Saucedo relapsed almost six months ago, returned to Niedzielski and was struck by the fact he still believed in him. He’s now six months sober and preparing to coach others through recovery. “That man literally saved my life, not once but twice,” he said.
“Nobody’s perfect. It takes a few times,” Niedzielski said. “But I don’t give up on those people.”
Niedzielski recently quit his second job to focus on his next goal: opening his own clinic.
As of last month, 38 people had overdosed in 2025 in the City of Boulder alone, and at least four had died, an increase over last year. The county has just 10 residential treatment beds. Niedzielski wants to fill that gap.

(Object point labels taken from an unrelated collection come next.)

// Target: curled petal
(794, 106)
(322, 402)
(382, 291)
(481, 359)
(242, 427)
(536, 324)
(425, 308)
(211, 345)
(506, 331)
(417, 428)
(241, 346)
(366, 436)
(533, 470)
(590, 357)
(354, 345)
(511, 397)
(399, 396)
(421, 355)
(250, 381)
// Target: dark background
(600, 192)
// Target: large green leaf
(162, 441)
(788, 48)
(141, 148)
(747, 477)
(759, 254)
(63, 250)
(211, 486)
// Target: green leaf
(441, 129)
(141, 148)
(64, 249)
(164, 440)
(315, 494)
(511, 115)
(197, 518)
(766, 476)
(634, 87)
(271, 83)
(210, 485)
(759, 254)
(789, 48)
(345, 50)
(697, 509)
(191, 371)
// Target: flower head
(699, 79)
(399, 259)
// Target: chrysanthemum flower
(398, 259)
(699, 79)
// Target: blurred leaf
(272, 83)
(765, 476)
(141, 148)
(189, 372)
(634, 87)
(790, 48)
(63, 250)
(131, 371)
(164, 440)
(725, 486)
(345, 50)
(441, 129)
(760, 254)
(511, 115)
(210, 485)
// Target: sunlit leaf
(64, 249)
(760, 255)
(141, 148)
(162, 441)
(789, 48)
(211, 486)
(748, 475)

He hopes to open Our House in Longmont by September, a minimum 90-day program with a tiered model: partial hospitalization and intensive outpatient programming, transitional housing and sober living and recovery services. He has a full staff lined up — some people he’s helped into recovery.
He doesn’t yet have a building or all the funding. “I’m putting in everything I have,” he said. “I’ve worked two jobs and saved everything I can to make this happen.” He’s seeking donors, too.
“I never dreamed I’d open up a recovery program,” Niedzielski said. “I’ve been out there before. It’s hard when you have nobody and nothing. So I worked very hard to get out there and establish these relationships with everybody, and let them know there are people in the community that care.”